Emissão conjunta de dívida na União Europeia
A Comissão Europeia já recorreu ao Mecanismo Europeu de Estabilidade Financeira (MEEF) para ajudar a financiar os resgates da Grécia, Irlanda e Portugal, assim como apoiar a Letônia, Hungria e Romênia com a balança de pagamentos.
Esta ajuda passa pela emissão de dívida, apoiada por todos os países da União Europeia, através de um orçamento conjunto de longo prazo.
No âmbito desta crise, esta solução pode assegurar a emissão de 100 mil milhões de euros em dívidas, suportados por garantias de 25 mil milhões dos Estados Membros, para financiar subsídios salariais em todos os países, num esquema de trabalho de curta duração.
Empréstimos do Benco Europeu de Investimento (BEI)
O BEI é o banco dos governos da União Europeia, existe com o objectivo de financiar projectos do bloco.
Emite anualmente cerca de 60 mil milhões de dívida mas já se disponibilizou para emitir este ano mais 40 mil milhões, que seriam disponibilizados em forma de empréstimos.
O BEI pode conceder outros 200 mil milhões em financiamento, se os governos derem como garantia 25 mil milhões.
Proposta francesa para um Fundo Único de Recuperação
A França propôs na última semana a criação de um fundo por cinco a 10 anos, de tamanho ainda a determinar, para financiar a recuperação da economia europeia da actual crise.
O Fundo iria garantir empréstimos pontuais com crédito barato, em nome de todos os países europeus. O dinheiro seria para a reconstrução das economias e financiar medidas que impeçam a disseminação do vírus.
O Fundo tem uma duração limitada para convencer os países do norte, sobretudo os Países Baixos e a Alemanha, de que não se trata de uma tentativa de mutualização.
Activos Seguros da Zona Euro
Em 2017 a Comissão Europeia propôs a criação do Ativo Seguro Europeu - uma classe de títulos, em euros, que poderiam tornar-se uma referência para os mercados financeiros europeus.
Chegaram a ser discutidas várias opções, entre elas estava uma que não mutualizava a dívida: a criação de um instrumento sintético, através do qual um banco privado compraria títulos de governos da zona do euro e emitia o seu próprio título, o ativo seguro, garantido por essa carteira.
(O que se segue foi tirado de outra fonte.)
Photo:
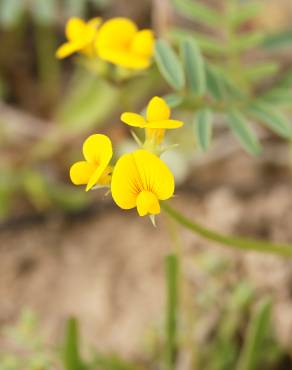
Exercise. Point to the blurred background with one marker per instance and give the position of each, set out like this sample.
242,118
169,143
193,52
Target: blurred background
59,256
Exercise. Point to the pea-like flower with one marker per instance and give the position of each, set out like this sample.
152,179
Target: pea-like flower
95,170
81,36
156,121
141,179
120,42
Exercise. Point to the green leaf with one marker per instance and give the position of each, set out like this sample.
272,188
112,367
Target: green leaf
240,127
71,357
278,95
172,272
203,128
45,11
215,83
271,118
89,101
194,67
261,71
195,10
11,12
279,40
173,100
246,41
208,44
169,65
254,344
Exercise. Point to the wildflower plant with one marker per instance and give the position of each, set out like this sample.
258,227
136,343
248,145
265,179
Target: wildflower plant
209,78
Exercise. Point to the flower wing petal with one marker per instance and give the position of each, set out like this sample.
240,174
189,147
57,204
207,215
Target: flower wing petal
143,43
157,110
80,172
133,119
125,185
116,33
154,174
67,49
97,149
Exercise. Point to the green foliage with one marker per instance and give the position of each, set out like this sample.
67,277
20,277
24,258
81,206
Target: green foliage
203,128
169,65
221,80
172,279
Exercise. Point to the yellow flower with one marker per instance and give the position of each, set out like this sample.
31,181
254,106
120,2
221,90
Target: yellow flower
141,179
121,43
95,170
157,119
81,36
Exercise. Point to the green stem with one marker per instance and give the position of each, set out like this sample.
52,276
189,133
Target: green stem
171,272
231,241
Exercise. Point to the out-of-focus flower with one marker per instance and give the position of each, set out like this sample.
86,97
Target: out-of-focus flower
95,170
141,179
81,36
120,42
157,119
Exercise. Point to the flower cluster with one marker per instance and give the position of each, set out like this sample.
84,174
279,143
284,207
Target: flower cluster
139,179
117,41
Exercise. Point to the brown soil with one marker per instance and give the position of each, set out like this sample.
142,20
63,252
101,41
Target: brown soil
106,267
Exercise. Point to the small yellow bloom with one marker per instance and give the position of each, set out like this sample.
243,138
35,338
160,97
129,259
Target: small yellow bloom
95,170
121,43
141,179
80,36
157,119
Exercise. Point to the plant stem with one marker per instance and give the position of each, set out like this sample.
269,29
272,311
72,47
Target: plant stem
171,272
231,241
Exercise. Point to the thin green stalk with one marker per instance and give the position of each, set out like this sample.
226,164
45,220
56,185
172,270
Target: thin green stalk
231,241
172,272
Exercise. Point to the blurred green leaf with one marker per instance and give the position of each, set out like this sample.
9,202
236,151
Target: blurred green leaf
11,12
172,276
275,120
169,65
246,41
70,348
45,11
245,12
196,10
260,71
254,341
89,101
194,66
173,100
203,128
208,44
111,362
215,83
279,40
240,127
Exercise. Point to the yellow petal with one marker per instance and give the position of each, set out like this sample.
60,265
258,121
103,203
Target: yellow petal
67,49
147,203
97,149
167,124
125,182
94,22
80,172
96,176
157,110
140,171
117,33
133,119
143,43
74,27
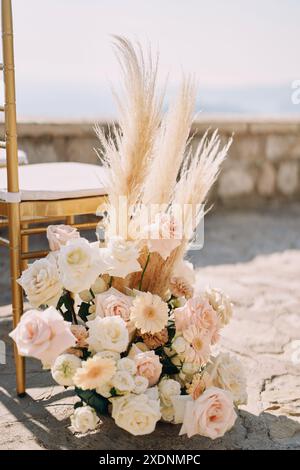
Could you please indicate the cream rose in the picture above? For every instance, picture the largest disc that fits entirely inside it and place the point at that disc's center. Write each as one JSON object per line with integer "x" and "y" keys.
{"x": 115, "y": 356}
{"x": 127, "y": 364}
{"x": 137, "y": 414}
{"x": 113, "y": 302}
{"x": 64, "y": 369}
{"x": 43, "y": 335}
{"x": 167, "y": 413}
{"x": 183, "y": 279}
{"x": 221, "y": 304}
{"x": 168, "y": 388}
{"x": 59, "y": 235}
{"x": 123, "y": 382}
{"x": 98, "y": 287}
{"x": 41, "y": 282}
{"x": 109, "y": 333}
{"x": 148, "y": 365}
{"x": 79, "y": 265}
{"x": 84, "y": 419}
{"x": 140, "y": 384}
{"x": 211, "y": 415}
{"x": 121, "y": 257}
{"x": 227, "y": 372}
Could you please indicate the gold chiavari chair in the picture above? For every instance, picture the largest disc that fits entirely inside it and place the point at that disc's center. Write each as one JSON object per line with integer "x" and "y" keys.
{"x": 24, "y": 209}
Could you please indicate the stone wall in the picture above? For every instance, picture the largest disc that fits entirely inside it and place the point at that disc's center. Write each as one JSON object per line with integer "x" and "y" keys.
{"x": 263, "y": 162}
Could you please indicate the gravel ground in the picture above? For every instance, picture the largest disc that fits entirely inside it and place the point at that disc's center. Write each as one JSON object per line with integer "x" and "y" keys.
{"x": 255, "y": 257}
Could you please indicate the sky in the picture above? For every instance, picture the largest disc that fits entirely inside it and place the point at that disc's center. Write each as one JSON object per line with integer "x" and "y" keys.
{"x": 241, "y": 51}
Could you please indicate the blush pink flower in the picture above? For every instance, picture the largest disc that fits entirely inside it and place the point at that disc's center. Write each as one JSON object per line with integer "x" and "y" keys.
{"x": 148, "y": 366}
{"x": 197, "y": 350}
{"x": 59, "y": 235}
{"x": 199, "y": 313}
{"x": 211, "y": 415}
{"x": 43, "y": 335}
{"x": 112, "y": 302}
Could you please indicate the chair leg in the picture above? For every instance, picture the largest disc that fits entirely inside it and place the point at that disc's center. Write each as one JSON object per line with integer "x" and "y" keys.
{"x": 24, "y": 247}
{"x": 70, "y": 219}
{"x": 17, "y": 294}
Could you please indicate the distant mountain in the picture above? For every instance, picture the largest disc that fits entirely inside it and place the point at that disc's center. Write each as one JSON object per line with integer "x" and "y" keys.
{"x": 259, "y": 99}
{"x": 50, "y": 101}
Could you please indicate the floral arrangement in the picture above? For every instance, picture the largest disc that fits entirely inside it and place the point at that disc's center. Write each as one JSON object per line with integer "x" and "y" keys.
{"x": 120, "y": 321}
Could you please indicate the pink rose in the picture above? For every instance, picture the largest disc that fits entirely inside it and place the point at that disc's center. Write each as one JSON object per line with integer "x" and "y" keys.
{"x": 163, "y": 236}
{"x": 211, "y": 415}
{"x": 112, "y": 302}
{"x": 199, "y": 313}
{"x": 43, "y": 335}
{"x": 149, "y": 366}
{"x": 59, "y": 235}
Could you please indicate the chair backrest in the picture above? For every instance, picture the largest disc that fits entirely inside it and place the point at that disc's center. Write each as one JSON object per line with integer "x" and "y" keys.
{"x": 10, "y": 99}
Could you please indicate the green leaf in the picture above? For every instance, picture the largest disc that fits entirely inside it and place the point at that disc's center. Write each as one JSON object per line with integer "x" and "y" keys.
{"x": 93, "y": 399}
{"x": 83, "y": 311}
{"x": 78, "y": 404}
{"x": 113, "y": 392}
{"x": 68, "y": 303}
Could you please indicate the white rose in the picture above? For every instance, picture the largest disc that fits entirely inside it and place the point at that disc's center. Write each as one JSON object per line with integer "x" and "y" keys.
{"x": 167, "y": 388}
{"x": 109, "y": 355}
{"x": 137, "y": 414}
{"x": 109, "y": 333}
{"x": 185, "y": 269}
{"x": 79, "y": 265}
{"x": 64, "y": 368}
{"x": 84, "y": 419}
{"x": 99, "y": 286}
{"x": 227, "y": 372}
{"x": 152, "y": 393}
{"x": 177, "y": 360}
{"x": 127, "y": 364}
{"x": 121, "y": 257}
{"x": 104, "y": 389}
{"x": 189, "y": 368}
{"x": 179, "y": 403}
{"x": 123, "y": 382}
{"x": 221, "y": 304}
{"x": 41, "y": 282}
{"x": 140, "y": 384}
{"x": 59, "y": 235}
{"x": 179, "y": 345}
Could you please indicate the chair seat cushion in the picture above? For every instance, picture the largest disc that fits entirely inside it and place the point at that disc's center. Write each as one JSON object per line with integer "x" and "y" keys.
{"x": 62, "y": 180}
{"x": 22, "y": 157}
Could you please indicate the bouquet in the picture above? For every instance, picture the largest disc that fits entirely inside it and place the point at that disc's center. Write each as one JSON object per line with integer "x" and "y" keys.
{"x": 119, "y": 321}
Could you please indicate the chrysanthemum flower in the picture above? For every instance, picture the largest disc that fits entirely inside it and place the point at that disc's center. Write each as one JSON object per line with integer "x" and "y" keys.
{"x": 149, "y": 313}
{"x": 198, "y": 349}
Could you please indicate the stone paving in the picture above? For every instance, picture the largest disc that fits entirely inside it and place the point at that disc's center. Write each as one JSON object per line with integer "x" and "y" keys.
{"x": 253, "y": 256}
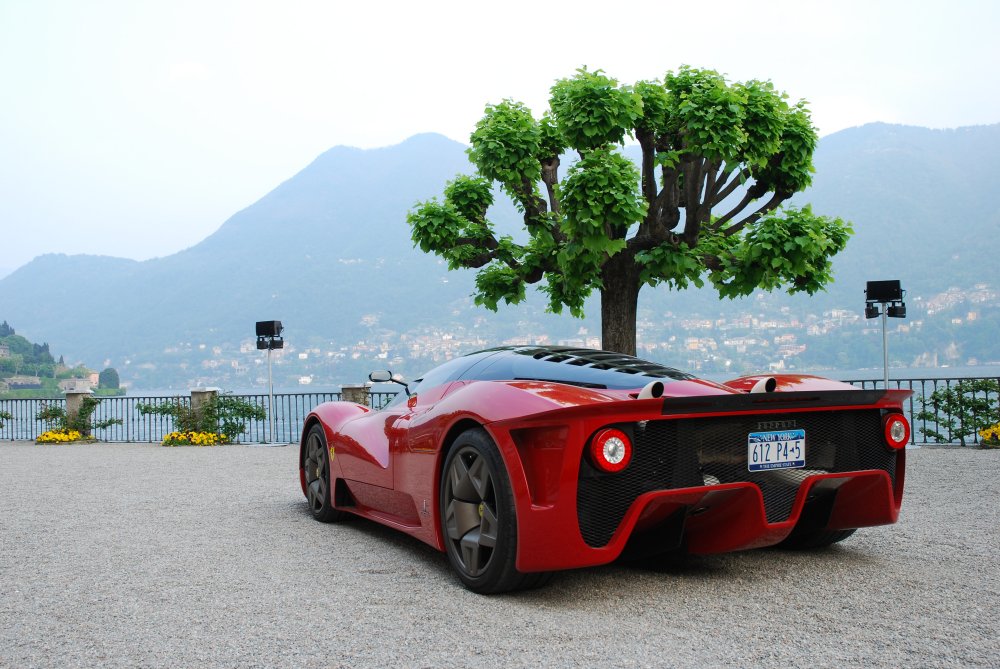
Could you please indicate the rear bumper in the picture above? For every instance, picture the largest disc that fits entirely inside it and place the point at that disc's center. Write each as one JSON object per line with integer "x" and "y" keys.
{"x": 567, "y": 520}
{"x": 714, "y": 519}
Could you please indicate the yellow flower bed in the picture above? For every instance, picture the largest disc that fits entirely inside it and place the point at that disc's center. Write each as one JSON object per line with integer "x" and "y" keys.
{"x": 59, "y": 436}
{"x": 990, "y": 436}
{"x": 194, "y": 439}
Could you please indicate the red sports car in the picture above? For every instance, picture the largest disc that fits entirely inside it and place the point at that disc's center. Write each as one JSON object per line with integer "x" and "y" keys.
{"x": 523, "y": 460}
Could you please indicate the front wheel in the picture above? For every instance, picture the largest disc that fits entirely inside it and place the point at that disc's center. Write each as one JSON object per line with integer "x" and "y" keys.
{"x": 316, "y": 465}
{"x": 478, "y": 517}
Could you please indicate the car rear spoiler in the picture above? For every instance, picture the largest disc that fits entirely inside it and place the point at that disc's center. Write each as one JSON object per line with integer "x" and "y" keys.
{"x": 796, "y": 399}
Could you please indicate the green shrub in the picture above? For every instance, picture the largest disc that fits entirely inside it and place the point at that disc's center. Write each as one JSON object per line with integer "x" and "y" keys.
{"x": 222, "y": 414}
{"x": 961, "y": 410}
{"x": 56, "y": 416}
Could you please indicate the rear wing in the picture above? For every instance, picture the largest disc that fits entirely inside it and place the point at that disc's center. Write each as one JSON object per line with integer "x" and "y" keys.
{"x": 796, "y": 399}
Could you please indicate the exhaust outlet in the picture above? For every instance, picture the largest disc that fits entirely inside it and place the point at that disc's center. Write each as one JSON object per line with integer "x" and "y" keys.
{"x": 765, "y": 385}
{"x": 652, "y": 390}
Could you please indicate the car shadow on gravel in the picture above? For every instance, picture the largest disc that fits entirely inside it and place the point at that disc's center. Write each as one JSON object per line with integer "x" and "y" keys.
{"x": 388, "y": 539}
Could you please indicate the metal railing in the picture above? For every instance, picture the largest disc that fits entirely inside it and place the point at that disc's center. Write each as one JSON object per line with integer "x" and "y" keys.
{"x": 291, "y": 409}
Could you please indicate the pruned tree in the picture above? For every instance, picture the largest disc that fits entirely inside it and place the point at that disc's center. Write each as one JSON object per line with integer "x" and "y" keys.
{"x": 109, "y": 379}
{"x": 718, "y": 159}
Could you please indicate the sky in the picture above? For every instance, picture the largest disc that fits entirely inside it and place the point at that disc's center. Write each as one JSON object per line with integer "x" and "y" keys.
{"x": 135, "y": 128}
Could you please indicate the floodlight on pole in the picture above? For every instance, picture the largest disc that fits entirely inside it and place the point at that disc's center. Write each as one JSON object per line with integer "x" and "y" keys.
{"x": 885, "y": 299}
{"x": 269, "y": 338}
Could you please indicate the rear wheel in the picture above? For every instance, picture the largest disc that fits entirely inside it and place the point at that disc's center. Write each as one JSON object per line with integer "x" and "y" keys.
{"x": 478, "y": 517}
{"x": 316, "y": 464}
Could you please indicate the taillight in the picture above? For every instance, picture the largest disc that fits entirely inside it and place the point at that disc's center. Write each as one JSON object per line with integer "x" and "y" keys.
{"x": 610, "y": 450}
{"x": 897, "y": 430}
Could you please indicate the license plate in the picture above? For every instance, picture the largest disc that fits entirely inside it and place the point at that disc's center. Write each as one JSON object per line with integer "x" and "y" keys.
{"x": 780, "y": 449}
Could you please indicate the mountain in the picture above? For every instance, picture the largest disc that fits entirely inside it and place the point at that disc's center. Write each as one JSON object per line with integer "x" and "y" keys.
{"x": 328, "y": 252}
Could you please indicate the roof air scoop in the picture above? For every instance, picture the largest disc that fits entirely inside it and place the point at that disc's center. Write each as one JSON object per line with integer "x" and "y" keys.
{"x": 652, "y": 390}
{"x": 765, "y": 385}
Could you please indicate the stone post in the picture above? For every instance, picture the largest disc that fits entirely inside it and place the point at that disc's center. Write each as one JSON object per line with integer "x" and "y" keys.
{"x": 199, "y": 396}
{"x": 74, "y": 402}
{"x": 355, "y": 393}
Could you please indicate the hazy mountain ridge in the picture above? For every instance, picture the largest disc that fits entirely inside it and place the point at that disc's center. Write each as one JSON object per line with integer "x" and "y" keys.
{"x": 330, "y": 246}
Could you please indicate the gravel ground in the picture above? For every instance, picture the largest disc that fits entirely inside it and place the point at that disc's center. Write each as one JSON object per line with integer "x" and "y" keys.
{"x": 125, "y": 555}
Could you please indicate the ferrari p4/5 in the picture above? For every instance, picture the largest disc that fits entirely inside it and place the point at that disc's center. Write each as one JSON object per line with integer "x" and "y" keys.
{"x": 521, "y": 461}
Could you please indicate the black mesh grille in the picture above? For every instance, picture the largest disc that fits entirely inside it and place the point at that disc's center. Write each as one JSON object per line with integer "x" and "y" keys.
{"x": 685, "y": 453}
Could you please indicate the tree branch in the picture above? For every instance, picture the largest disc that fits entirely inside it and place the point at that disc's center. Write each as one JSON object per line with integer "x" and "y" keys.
{"x": 771, "y": 204}
{"x": 747, "y": 199}
{"x": 645, "y": 138}
{"x": 550, "y": 176}
{"x": 727, "y": 190}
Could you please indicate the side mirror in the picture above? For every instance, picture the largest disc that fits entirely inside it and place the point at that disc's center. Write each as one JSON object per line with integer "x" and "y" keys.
{"x": 385, "y": 376}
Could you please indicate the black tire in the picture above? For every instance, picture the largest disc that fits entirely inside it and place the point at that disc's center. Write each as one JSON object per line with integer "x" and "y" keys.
{"x": 814, "y": 539}
{"x": 478, "y": 519}
{"x": 316, "y": 465}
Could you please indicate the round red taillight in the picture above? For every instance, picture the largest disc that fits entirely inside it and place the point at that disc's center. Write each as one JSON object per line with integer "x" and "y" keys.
{"x": 610, "y": 450}
{"x": 897, "y": 431}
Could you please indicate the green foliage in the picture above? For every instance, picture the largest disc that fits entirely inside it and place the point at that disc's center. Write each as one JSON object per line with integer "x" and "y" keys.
{"x": 223, "y": 414}
{"x": 611, "y": 226}
{"x": 108, "y": 379}
{"x": 506, "y": 143}
{"x": 591, "y": 110}
{"x": 794, "y": 250}
{"x": 55, "y": 416}
{"x": 961, "y": 410}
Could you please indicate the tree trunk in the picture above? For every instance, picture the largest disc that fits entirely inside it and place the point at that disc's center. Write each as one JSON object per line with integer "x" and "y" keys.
{"x": 619, "y": 299}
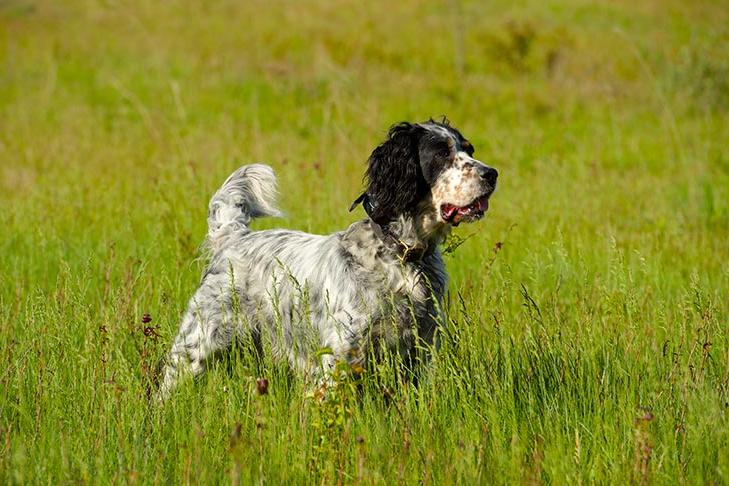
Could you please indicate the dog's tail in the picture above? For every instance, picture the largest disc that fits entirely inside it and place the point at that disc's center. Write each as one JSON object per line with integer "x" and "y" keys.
{"x": 248, "y": 193}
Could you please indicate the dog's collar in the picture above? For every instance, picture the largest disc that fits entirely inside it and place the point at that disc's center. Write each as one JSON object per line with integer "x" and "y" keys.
{"x": 405, "y": 252}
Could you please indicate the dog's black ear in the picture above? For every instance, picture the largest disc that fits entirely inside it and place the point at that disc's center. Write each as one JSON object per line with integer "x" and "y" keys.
{"x": 394, "y": 180}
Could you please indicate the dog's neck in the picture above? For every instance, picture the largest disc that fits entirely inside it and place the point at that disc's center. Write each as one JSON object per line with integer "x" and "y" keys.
{"x": 414, "y": 235}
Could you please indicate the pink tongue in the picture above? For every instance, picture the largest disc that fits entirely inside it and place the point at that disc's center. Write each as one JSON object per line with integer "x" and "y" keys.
{"x": 449, "y": 210}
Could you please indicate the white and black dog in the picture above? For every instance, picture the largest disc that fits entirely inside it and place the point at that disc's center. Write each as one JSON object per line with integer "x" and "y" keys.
{"x": 378, "y": 285}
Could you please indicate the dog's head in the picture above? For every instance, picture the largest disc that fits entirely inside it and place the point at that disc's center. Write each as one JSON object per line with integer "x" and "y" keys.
{"x": 427, "y": 167}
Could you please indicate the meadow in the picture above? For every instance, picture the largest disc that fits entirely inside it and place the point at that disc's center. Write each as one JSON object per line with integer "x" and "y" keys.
{"x": 588, "y": 314}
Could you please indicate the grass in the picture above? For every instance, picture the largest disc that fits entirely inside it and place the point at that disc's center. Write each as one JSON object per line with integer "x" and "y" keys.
{"x": 588, "y": 339}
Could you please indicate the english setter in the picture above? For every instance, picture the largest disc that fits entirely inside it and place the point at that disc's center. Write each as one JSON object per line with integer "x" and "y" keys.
{"x": 378, "y": 285}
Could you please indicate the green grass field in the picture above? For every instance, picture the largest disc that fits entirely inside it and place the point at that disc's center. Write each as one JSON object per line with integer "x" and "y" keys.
{"x": 588, "y": 334}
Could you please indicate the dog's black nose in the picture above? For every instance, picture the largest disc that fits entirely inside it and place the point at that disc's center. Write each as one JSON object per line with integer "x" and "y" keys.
{"x": 489, "y": 174}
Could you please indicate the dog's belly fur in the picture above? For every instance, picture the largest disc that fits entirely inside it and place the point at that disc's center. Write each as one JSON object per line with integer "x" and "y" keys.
{"x": 296, "y": 293}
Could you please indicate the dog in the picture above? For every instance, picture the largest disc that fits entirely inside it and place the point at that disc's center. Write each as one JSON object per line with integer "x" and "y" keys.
{"x": 346, "y": 297}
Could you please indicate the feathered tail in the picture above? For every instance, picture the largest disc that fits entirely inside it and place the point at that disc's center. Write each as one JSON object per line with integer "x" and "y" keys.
{"x": 248, "y": 193}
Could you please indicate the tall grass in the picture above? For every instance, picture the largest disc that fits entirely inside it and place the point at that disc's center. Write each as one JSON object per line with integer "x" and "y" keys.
{"x": 587, "y": 338}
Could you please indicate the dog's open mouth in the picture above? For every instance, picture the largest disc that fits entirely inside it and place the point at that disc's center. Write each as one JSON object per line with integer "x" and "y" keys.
{"x": 455, "y": 214}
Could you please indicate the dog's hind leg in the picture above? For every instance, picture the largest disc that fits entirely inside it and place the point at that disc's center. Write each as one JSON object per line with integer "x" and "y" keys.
{"x": 207, "y": 328}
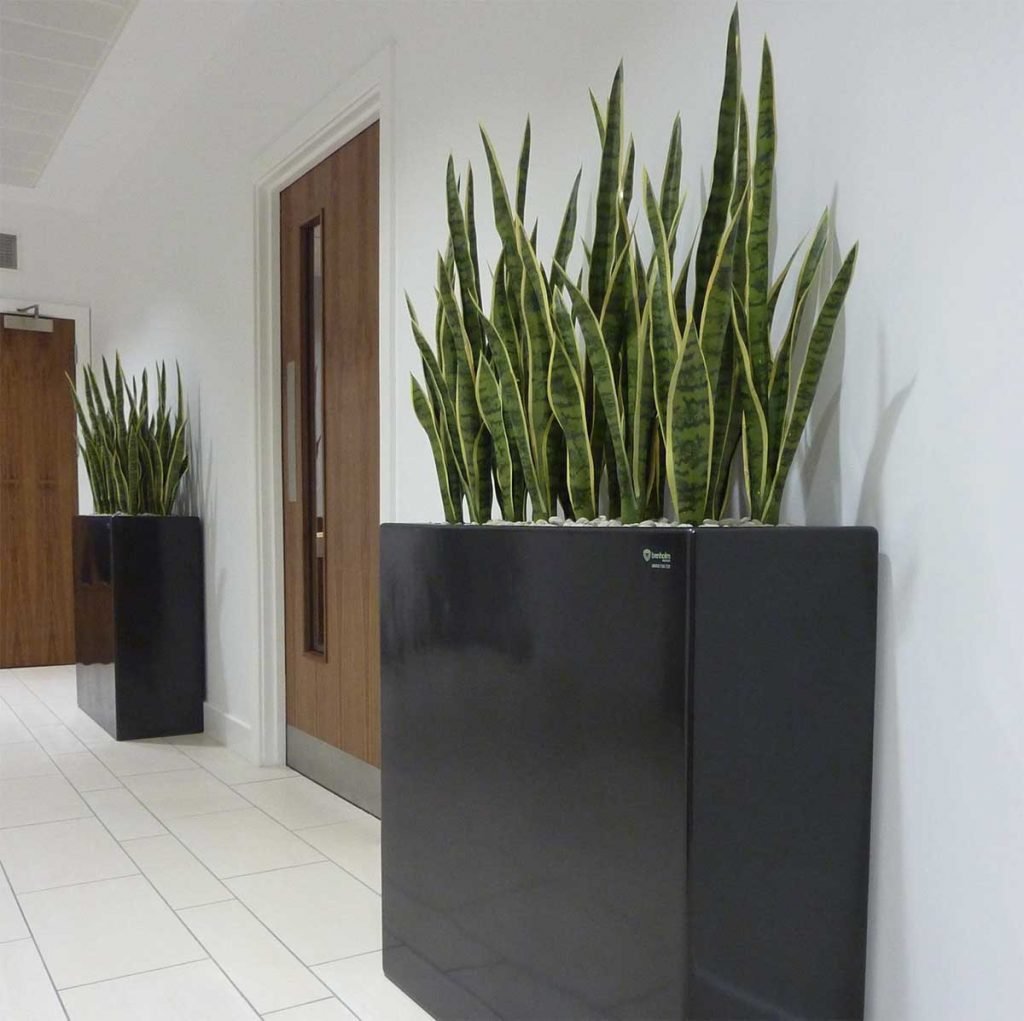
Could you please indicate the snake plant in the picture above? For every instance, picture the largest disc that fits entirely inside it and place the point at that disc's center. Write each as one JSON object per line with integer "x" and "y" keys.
{"x": 775, "y": 398}
{"x": 634, "y": 380}
{"x": 135, "y": 456}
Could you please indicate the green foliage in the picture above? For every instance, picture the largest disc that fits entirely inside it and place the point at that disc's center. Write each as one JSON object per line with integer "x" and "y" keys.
{"x": 639, "y": 379}
{"x": 135, "y": 456}
{"x": 774, "y": 410}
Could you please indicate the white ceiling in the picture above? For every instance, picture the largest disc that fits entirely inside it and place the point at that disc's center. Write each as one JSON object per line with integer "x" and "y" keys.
{"x": 50, "y": 51}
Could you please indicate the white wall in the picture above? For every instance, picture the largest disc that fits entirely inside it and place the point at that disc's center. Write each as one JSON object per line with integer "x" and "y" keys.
{"x": 902, "y": 116}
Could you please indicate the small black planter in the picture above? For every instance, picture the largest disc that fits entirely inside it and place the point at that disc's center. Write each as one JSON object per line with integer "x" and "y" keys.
{"x": 627, "y": 773}
{"x": 139, "y": 624}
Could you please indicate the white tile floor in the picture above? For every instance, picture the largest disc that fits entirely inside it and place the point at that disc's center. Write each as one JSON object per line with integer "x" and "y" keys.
{"x": 174, "y": 881}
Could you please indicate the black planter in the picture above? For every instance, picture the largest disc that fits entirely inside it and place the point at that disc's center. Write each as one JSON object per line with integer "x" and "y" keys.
{"x": 139, "y": 624}
{"x": 627, "y": 773}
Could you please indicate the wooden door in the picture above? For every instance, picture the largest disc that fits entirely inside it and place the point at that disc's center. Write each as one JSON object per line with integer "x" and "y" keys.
{"x": 330, "y": 409}
{"x": 38, "y": 492}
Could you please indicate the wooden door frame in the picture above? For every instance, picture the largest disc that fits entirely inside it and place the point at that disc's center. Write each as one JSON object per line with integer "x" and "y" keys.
{"x": 82, "y": 314}
{"x": 367, "y": 96}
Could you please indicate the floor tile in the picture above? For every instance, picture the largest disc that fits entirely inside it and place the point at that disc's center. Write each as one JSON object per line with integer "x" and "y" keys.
{"x": 11, "y": 924}
{"x": 12, "y": 730}
{"x": 97, "y": 931}
{"x": 85, "y": 728}
{"x": 297, "y": 803}
{"x": 360, "y": 984}
{"x": 57, "y": 739}
{"x": 178, "y": 877}
{"x": 130, "y": 758}
{"x": 34, "y": 714}
{"x": 54, "y": 854}
{"x": 123, "y": 814}
{"x": 26, "y": 990}
{"x": 229, "y": 767}
{"x": 25, "y": 760}
{"x": 266, "y": 973}
{"x": 13, "y": 692}
{"x": 183, "y": 792}
{"x": 241, "y": 842}
{"x": 354, "y": 845}
{"x": 39, "y": 799}
{"x": 323, "y": 1010}
{"x": 186, "y": 992}
{"x": 86, "y": 771}
{"x": 320, "y": 911}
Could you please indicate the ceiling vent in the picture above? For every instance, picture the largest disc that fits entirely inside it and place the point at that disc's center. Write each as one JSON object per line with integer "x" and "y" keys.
{"x": 8, "y": 251}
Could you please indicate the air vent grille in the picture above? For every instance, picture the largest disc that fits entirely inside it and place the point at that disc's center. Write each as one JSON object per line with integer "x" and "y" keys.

Mas a Alemanha rejeitou a ideia, por recear que fosse o início da mutualização da dívida.
Mutualização parcial da dívida
Durante a crise soberana surgiram propostas de vários grupos de reflexão, incluindo do Conselho Alemão de Especialistas Económicos, para a mutualização parcial da dívida pública da zona do euro.
Uma das propostas sugeria que a zona euro fosse responsável pela dívida de um país até 60% do PIB - o limite da UE para empréstimos do governo. Os governos assumiam o restante e ficavam responsáveis por qualquer excesso acima desse valor.
Ainda segundo a Reuters, outra ideia passava por reunir a dívida dos governos acima de 60% do PIB num Fundo Europeu de Redenção, pelo qual todos os membros da zona do euro seriam responsáveis. Cada país teria que se comprometer com “um caminho de consolidação vinculativo” e teria até 25 anos para pagar a dívida. Foi chumbada por Angela Merkel, a chanceler alemã levantou problemas constitucionais e a necessidade de alteração dos tratados da EU.